"Wall Street forgot that the money at issue was not just a dollar figure on a balance sheet but the life savings of a human person, a grandmother who had earned her retirement or a married couple trying to put money away for their child’s college education".
Thus Michael Sean Winters’s last post, on how people became a means to an end.
The Biblical word for this is idolatry -- the theme, over this side of the Atlantic, of the Archbishop of Canterbury’s article in the new issue of the Spectator:
"We find ourselves talking about capital or the market almost as if they were individuals, with purposes and strategies, making choices, deliberating reasonably about how to achieve aims.
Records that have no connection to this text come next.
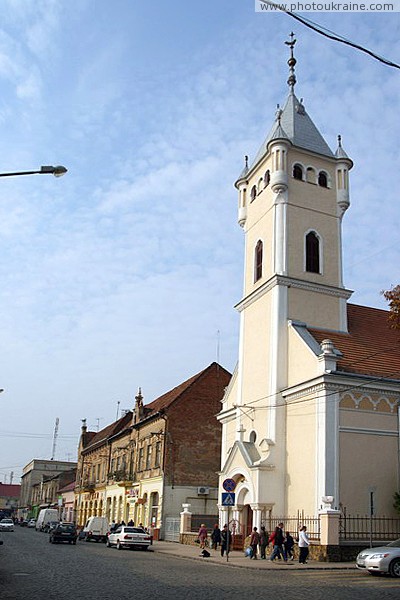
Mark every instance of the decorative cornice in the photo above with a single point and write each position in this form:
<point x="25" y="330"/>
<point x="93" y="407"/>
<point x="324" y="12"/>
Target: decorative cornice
<point x="302" y="284"/>
<point x="365" y="430"/>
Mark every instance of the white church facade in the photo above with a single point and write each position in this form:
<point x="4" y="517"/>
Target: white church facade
<point x="310" y="418"/>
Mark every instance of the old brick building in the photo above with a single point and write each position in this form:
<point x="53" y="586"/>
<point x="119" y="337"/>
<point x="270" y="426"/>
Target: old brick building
<point x="156" y="457"/>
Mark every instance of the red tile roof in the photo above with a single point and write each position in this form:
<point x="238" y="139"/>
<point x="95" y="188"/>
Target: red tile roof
<point x="155" y="406"/>
<point x="169" y="397"/>
<point x="112" y="429"/>
<point x="9" y="490"/>
<point x="371" y="347"/>
<point x="68" y="488"/>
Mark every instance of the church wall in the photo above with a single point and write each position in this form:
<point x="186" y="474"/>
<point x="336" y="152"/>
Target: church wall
<point x="256" y="351"/>
<point x="301" y="360"/>
<point x="300" y="222"/>
<point x="260" y="227"/>
<point x="374" y="471"/>
<point x="305" y="305"/>
<point x="300" y="458"/>
<point x="371" y="429"/>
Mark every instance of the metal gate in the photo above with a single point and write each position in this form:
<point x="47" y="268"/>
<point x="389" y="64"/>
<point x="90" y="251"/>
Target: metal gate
<point x="172" y="527"/>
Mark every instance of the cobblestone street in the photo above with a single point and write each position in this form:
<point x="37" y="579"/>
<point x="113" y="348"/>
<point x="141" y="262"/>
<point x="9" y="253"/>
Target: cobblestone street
<point x="31" y="568"/>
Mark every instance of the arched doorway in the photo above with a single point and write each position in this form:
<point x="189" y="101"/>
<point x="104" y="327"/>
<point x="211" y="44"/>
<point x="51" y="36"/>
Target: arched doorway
<point x="154" y="499"/>
<point x="247" y="519"/>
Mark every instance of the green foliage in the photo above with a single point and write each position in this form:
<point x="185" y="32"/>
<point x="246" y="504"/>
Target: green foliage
<point x="393" y="298"/>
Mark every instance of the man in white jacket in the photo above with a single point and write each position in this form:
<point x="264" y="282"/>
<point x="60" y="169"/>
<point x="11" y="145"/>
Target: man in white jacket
<point x="304" y="543"/>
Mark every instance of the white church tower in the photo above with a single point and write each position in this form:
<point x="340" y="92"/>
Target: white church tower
<point x="292" y="198"/>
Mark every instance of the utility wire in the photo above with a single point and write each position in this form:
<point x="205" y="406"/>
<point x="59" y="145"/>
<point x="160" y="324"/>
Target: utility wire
<point x="330" y="34"/>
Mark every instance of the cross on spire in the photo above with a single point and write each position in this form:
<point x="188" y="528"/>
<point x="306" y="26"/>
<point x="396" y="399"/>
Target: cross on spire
<point x="291" y="62"/>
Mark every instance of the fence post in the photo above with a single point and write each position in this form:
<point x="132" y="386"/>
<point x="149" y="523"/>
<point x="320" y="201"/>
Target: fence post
<point x="329" y="535"/>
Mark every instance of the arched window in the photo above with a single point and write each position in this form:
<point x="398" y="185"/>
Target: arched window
<point x="312" y="253"/>
<point x="322" y="179"/>
<point x="310" y="174"/>
<point x="298" y="172"/>
<point x="258" y="261"/>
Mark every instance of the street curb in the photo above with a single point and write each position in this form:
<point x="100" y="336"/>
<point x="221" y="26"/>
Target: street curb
<point x="252" y="566"/>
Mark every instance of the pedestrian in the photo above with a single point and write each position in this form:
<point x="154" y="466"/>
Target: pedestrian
<point x="263" y="542"/>
<point x="288" y="546"/>
<point x="226" y="538"/>
<point x="278" y="540"/>
<point x="304" y="543"/>
<point x="202" y="535"/>
<point x="254" y="541"/>
<point x="215" y="537"/>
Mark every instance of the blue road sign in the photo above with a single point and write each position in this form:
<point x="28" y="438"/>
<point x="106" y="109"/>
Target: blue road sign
<point x="228" y="499"/>
<point x="229" y="485"/>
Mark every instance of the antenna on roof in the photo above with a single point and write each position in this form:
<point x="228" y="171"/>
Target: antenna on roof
<point x="218" y="344"/>
<point x="53" y="452"/>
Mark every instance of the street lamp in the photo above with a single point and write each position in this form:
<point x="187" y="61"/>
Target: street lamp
<point x="46" y="169"/>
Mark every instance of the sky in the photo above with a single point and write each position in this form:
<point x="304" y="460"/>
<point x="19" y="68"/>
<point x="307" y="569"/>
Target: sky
<point x="124" y="272"/>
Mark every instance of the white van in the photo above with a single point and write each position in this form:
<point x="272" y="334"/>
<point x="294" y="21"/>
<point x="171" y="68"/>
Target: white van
<point x="96" y="528"/>
<point x="45" y="516"/>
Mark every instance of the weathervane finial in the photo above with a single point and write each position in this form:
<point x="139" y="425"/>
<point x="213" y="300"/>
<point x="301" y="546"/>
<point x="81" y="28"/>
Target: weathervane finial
<point x="291" y="62"/>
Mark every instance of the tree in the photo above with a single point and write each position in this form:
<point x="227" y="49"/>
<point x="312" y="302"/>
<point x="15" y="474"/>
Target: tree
<point x="393" y="298"/>
<point x="396" y="503"/>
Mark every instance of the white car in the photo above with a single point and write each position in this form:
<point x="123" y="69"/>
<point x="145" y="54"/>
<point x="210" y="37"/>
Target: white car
<point x="6" y="525"/>
<point x="129" y="537"/>
<point x="383" y="559"/>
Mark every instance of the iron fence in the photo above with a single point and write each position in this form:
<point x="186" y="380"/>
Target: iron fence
<point x="364" y="527"/>
<point x="293" y="524"/>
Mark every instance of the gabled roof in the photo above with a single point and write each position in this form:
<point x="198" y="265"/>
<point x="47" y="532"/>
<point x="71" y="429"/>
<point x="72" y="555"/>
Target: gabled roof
<point x="68" y="488"/>
<point x="161" y="403"/>
<point x="371" y="347"/>
<point x="294" y="124"/>
<point x="112" y="429"/>
<point x="9" y="490"/>
<point x="167" y="399"/>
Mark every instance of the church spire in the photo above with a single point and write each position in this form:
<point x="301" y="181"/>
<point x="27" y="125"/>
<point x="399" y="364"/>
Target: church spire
<point x="292" y="63"/>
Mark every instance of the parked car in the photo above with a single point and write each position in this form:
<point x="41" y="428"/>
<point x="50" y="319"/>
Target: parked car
<point x="63" y="532"/>
<point x="382" y="559"/>
<point x="6" y="525"/>
<point x="96" y="528"/>
<point x="129" y="537"/>
<point x="49" y="526"/>
<point x="45" y="516"/>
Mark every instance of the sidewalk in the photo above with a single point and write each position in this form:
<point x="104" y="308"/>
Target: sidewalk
<point x="238" y="559"/>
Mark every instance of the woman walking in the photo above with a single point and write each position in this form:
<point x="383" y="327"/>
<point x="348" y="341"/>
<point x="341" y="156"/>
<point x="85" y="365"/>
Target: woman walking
<point x="202" y="536"/>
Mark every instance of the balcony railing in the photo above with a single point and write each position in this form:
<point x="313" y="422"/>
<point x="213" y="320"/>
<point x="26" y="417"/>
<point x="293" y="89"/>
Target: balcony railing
<point x="121" y="475"/>
<point x="88" y="485"/>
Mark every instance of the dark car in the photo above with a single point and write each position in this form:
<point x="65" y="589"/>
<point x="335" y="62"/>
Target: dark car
<point x="64" y="532"/>
<point x="50" y="526"/>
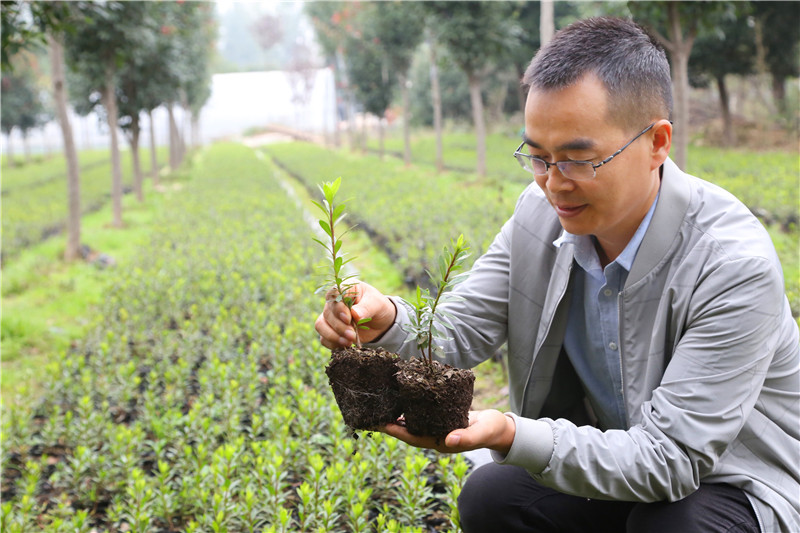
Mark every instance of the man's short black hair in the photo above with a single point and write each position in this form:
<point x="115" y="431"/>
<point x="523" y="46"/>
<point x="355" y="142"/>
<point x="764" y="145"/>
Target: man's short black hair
<point x="629" y="62"/>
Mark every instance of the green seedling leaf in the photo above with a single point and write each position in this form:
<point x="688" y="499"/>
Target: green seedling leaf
<point x="326" y="227"/>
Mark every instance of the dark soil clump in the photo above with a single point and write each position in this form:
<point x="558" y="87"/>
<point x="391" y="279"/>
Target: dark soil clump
<point x="436" y="399"/>
<point x="364" y="385"/>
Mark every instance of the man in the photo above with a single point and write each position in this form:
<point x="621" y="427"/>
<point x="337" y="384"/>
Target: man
<point x="653" y="361"/>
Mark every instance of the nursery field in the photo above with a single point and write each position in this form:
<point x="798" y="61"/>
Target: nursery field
<point x="195" y="398"/>
<point x="207" y="408"/>
<point x="388" y="203"/>
<point x="34" y="195"/>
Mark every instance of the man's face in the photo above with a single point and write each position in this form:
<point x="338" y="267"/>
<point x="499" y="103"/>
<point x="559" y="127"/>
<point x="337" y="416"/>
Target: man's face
<point x="573" y="124"/>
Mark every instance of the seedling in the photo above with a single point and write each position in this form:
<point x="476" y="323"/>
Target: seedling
<point x="337" y="279"/>
<point x="426" y="323"/>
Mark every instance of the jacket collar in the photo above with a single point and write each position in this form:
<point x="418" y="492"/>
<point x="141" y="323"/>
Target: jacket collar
<point x="670" y="211"/>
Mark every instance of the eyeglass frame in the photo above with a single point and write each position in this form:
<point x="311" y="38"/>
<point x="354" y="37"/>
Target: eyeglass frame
<point x="595" y="166"/>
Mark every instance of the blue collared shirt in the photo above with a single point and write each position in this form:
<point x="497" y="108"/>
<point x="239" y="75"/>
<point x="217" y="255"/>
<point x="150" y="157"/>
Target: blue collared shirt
<point x="592" y="335"/>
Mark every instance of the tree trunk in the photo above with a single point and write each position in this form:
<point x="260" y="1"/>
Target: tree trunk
<point x="174" y="140"/>
<point x="380" y="137"/>
<point x="195" y="130"/>
<point x="137" y="167"/>
<point x="364" y="133"/>
<point x="153" y="155"/>
<point x="547" y="25"/>
<point x="478" y="119"/>
<point x="406" y="118"/>
<point x="110" y="103"/>
<point x="436" y="96"/>
<point x="26" y="146"/>
<point x="679" y="47"/>
<point x="725" y="107"/>
<point x="72" y="250"/>
<point x="779" y="94"/>
<point x="10" y="149"/>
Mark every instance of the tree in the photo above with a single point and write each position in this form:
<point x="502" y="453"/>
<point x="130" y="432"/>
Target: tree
<point x="399" y="29"/>
<point x="729" y="48"/>
<point x="106" y="37"/>
<point x="682" y="22"/>
<point x="478" y="36"/>
<point x="23" y="106"/>
<point x="368" y="70"/>
<point x="528" y="17"/>
<point x="778" y="24"/>
<point x="328" y="20"/>
<point x="196" y="32"/>
<point x="28" y="24"/>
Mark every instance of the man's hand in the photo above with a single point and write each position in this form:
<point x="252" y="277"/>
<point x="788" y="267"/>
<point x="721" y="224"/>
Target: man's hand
<point x="335" y="327"/>
<point x="487" y="429"/>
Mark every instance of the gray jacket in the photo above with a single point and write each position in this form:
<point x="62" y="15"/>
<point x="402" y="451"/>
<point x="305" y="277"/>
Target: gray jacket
<point x="710" y="355"/>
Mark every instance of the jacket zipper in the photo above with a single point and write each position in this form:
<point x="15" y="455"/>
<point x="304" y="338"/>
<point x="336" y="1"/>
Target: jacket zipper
<point x="619" y="351"/>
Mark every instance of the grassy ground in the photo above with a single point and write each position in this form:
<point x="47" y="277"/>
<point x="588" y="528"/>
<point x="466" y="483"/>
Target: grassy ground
<point x="46" y="302"/>
<point x="376" y="268"/>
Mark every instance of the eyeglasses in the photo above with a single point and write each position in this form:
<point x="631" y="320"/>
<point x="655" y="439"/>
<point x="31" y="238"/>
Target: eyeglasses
<point x="572" y="170"/>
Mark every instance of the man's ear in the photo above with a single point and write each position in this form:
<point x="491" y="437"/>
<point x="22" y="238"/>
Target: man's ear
<point x="662" y="142"/>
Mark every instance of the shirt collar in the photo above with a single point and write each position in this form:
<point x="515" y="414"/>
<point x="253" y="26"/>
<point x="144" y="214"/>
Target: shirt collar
<point x="586" y="255"/>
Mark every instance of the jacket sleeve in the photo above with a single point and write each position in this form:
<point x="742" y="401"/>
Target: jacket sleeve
<point x="709" y="389"/>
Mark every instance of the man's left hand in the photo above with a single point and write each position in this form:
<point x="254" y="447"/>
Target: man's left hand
<point x="487" y="429"/>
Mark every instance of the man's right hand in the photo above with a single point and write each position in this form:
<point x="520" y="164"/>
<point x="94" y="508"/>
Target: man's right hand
<point x="335" y="324"/>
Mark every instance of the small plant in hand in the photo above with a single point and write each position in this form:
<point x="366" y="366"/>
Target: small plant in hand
<point x="436" y="398"/>
<point x="362" y="379"/>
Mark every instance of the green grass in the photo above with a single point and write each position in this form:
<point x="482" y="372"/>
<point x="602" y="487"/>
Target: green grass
<point x="46" y="302"/>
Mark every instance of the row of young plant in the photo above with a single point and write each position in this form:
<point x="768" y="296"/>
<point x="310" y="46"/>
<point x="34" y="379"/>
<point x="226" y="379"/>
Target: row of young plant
<point x="199" y="401"/>
<point x="409" y="211"/>
<point x="45" y="168"/>
<point x="414" y="209"/>
<point x="459" y="153"/>
<point x="35" y="197"/>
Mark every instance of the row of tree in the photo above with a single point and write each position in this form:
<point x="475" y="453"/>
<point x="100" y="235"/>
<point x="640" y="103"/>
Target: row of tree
<point x="370" y="45"/>
<point x="122" y="59"/>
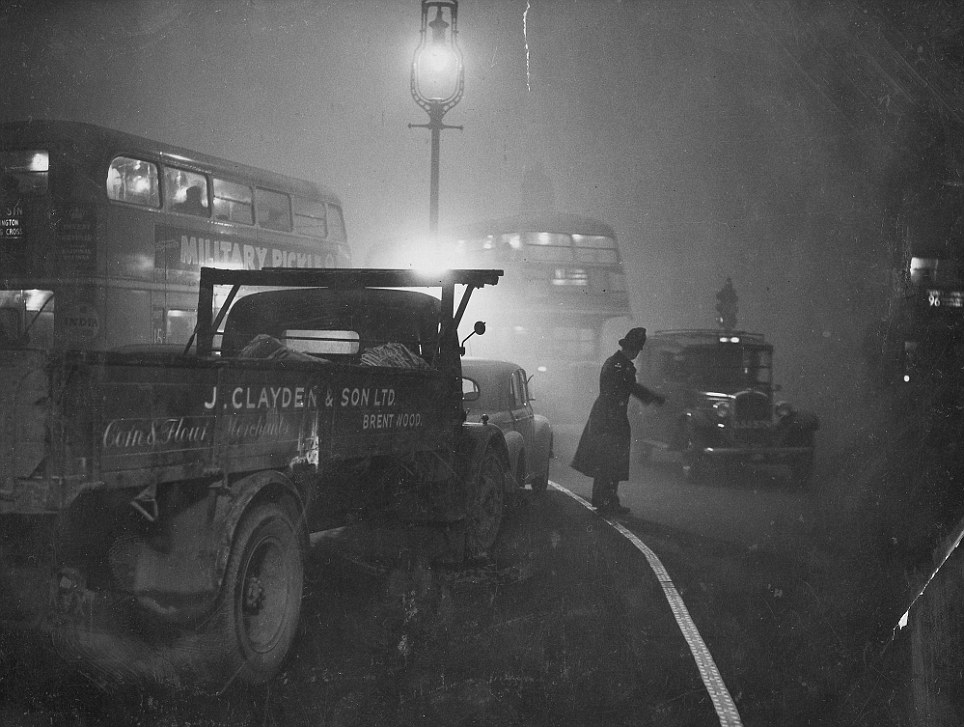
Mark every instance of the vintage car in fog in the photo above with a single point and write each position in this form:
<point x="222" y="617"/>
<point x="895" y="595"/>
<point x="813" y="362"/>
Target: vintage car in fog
<point x="720" y="405"/>
<point x="498" y="391"/>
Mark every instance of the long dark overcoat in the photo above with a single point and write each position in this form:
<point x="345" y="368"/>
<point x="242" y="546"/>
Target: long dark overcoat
<point x="603" y="450"/>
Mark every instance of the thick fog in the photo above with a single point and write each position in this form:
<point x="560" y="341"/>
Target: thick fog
<point x="774" y="143"/>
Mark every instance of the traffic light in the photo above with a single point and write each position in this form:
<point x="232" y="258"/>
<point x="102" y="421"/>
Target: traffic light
<point x="726" y="306"/>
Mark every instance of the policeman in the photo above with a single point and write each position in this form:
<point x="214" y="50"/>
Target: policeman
<point x="603" y="451"/>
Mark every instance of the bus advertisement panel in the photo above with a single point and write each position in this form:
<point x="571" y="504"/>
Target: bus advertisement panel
<point x="104" y="233"/>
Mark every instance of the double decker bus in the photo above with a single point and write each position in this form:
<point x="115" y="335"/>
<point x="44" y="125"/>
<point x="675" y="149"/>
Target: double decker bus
<point x="561" y="306"/>
<point x="103" y="234"/>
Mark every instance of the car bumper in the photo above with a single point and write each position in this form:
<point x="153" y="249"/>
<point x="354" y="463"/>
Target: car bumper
<point x="760" y="454"/>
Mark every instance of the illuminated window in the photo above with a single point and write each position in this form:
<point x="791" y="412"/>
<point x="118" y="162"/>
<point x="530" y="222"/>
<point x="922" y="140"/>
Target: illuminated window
<point x="336" y="224"/>
<point x="133" y="181"/>
<point x="186" y="192"/>
<point x="577" y="277"/>
<point x="311" y="217"/>
<point x="595" y="249"/>
<point x="273" y="210"/>
<point x="28" y="169"/>
<point x="573" y="343"/>
<point x="233" y="202"/>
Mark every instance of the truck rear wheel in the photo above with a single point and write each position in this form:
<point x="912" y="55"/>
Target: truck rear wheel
<point x="260" y="601"/>
<point x="486" y="505"/>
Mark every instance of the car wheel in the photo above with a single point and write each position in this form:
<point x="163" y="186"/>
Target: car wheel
<point x="644" y="453"/>
<point x="260" y="602"/>
<point x="486" y="505"/>
<point x="540" y="482"/>
<point x="693" y="461"/>
<point x="801" y="470"/>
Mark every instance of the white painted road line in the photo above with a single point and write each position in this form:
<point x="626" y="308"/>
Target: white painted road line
<point x="722" y="701"/>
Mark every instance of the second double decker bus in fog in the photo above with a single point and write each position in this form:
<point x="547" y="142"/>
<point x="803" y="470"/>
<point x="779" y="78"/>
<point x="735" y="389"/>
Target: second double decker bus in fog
<point x="104" y="233"/>
<point x="562" y="303"/>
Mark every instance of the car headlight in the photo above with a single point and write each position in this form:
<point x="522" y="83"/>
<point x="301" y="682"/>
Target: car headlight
<point x="783" y="409"/>
<point x="723" y="409"/>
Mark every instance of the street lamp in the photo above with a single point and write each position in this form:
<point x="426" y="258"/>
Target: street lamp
<point x="438" y="79"/>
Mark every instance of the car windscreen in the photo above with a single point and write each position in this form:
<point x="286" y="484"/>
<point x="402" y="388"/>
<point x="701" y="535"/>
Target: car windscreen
<point x="725" y="366"/>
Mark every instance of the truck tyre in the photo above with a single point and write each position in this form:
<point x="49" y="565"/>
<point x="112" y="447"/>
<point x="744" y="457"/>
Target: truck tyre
<point x="486" y="504"/>
<point x="540" y="483"/>
<point x="801" y="470"/>
<point x="260" y="601"/>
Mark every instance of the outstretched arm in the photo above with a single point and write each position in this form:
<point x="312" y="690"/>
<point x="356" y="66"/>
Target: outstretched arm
<point x="647" y="396"/>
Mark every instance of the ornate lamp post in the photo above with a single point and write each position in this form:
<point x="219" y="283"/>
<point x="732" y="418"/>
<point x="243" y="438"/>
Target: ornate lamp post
<point x="438" y="79"/>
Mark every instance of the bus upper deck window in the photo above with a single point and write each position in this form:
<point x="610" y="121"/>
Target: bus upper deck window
<point x="273" y="210"/>
<point x="29" y="168"/>
<point x="133" y="181"/>
<point x="233" y="202"/>
<point x="596" y="249"/>
<point x="186" y="192"/>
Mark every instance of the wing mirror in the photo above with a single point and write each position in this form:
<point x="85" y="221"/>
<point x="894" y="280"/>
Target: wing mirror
<point x="477" y="330"/>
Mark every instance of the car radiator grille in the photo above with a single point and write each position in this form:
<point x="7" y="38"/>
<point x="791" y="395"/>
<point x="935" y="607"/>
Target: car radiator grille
<point x="751" y="406"/>
<point x="751" y="419"/>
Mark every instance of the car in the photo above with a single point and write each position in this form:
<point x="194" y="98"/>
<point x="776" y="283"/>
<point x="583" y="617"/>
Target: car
<point x="720" y="405"/>
<point x="497" y="392"/>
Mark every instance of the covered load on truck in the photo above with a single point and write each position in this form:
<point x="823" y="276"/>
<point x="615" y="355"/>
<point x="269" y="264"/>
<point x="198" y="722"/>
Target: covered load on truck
<point x="158" y="491"/>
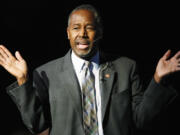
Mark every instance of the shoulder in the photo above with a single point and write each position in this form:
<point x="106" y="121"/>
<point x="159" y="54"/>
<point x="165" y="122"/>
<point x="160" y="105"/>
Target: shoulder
<point x="117" y="59"/>
<point x="51" y="65"/>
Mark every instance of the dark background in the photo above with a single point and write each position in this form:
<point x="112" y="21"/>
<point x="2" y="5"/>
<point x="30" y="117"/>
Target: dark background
<point x="140" y="30"/>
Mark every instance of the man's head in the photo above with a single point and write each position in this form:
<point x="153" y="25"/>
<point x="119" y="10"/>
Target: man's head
<point x="84" y="28"/>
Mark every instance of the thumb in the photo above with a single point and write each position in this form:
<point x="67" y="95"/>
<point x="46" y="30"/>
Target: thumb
<point x="166" y="55"/>
<point x="18" y="56"/>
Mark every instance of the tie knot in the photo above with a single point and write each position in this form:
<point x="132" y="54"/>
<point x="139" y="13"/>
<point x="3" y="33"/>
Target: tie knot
<point x="86" y="64"/>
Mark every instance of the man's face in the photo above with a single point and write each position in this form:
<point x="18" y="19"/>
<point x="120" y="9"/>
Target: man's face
<point x="82" y="33"/>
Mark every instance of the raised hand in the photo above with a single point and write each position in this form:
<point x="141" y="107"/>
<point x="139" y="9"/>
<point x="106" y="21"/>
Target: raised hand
<point x="16" y="66"/>
<point x="167" y="66"/>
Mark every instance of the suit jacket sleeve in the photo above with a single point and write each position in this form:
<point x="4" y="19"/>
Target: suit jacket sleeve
<point x="148" y="104"/>
<point x="30" y="100"/>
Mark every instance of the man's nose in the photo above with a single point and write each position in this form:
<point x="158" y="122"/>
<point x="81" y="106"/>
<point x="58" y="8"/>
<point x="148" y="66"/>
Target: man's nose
<point x="83" y="33"/>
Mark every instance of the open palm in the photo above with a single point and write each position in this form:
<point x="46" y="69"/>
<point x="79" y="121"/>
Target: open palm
<point x="15" y="65"/>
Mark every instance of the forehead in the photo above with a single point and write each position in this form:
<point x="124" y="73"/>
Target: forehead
<point x="82" y="16"/>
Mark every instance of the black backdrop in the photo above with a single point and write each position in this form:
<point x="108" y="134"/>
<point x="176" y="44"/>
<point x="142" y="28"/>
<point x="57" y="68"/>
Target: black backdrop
<point x="140" y="30"/>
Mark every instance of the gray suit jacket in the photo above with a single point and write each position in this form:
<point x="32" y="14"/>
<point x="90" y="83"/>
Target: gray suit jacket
<point x="53" y="98"/>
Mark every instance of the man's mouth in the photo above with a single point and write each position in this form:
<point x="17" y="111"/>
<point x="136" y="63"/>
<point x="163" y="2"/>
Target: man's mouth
<point x="82" y="46"/>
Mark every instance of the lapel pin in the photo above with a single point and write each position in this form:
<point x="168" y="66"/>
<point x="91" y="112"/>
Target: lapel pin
<point x="107" y="75"/>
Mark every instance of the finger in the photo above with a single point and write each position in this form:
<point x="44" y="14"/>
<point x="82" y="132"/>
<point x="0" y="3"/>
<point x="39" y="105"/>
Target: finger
<point x="1" y="62"/>
<point x="3" y="54"/>
<point x="2" y="59"/>
<point x="177" y="55"/>
<point x="166" y="55"/>
<point x="6" y="51"/>
<point x="18" y="56"/>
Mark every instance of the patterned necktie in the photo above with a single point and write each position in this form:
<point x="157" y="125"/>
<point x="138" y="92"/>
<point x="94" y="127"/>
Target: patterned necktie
<point x="89" y="102"/>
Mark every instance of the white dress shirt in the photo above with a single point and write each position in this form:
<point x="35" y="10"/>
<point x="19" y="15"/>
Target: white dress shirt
<point x="78" y="64"/>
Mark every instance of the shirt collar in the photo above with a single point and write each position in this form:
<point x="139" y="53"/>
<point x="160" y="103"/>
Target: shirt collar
<point x="78" y="62"/>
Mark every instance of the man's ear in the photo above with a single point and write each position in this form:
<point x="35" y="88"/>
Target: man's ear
<point x="67" y="32"/>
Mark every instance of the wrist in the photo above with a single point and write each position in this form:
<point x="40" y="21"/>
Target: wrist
<point x="22" y="80"/>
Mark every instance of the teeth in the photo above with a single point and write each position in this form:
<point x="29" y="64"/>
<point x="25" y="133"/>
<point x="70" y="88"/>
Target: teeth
<point x="82" y="46"/>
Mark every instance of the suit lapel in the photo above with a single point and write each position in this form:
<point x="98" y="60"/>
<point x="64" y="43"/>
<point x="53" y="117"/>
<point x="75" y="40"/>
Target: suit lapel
<point x="71" y="83"/>
<point x="107" y="75"/>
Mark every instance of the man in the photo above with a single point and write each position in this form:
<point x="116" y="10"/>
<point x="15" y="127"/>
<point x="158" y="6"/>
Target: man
<point x="104" y="98"/>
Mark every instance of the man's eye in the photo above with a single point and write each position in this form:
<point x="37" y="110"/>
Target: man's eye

We lose sight of the fact that they are things we make," writes Rowan Williams. "Once we get used to speaking about any of them as if they had a life independent of actual human practices and relations, we fall into any number of destructive errors."
This detaching of money and material reality is the consequence of "ascribing independent reality to what you have in fact yourself made", he adds, which is "a perfect definition of what the Jewish and Christian scriptures call idolatry."
The idolatry, in this case, comes about by people ascribing quasi-magical properties to the market -- the idea that growth, for example, was an inevitable, autonomous process destined to perpetuate itself, and before whose inexorable logic they have been powerless.
You make an idol (use clay, fire it in a furnace, then cover it with sparkling gold and marvel at how it now seems to bring you all kinds of good fortune) and then you have to run around it feeding it, because it has taken on a life of its own and now it watches your every move and controls you.
The task: to recover the connection between money and material reality, to restore the human dimension to financial transactions, to underpin borrowing with the kind of realism which is only possible when we still see the human being behind the bank account.
Enter, then, a new phase for modern Catholic social teaching, which began, in 1891, with the denunciation in Pope Leo XIII’s Rerum Novarum of the deification of the market and the consequent instrumentalisation of the human person.
Rerum Novarum appeared in the wake of the crisis of what is sometimes called "Manchester capitalism" - the kind of market-worship we have seen these past years on Wall St.
As we slip into recession, and the idols crumble, people will surely turn (as they did in the 1930s, remember, following the Wall St crash) to Catholic social teaching.
Your Holiness, now would be an excellent moment for an historic, idol-smashing, human-dignity-restoring encyclical that could turn out to be the foundation of a revived social-Catholic movement of the twenty-first century.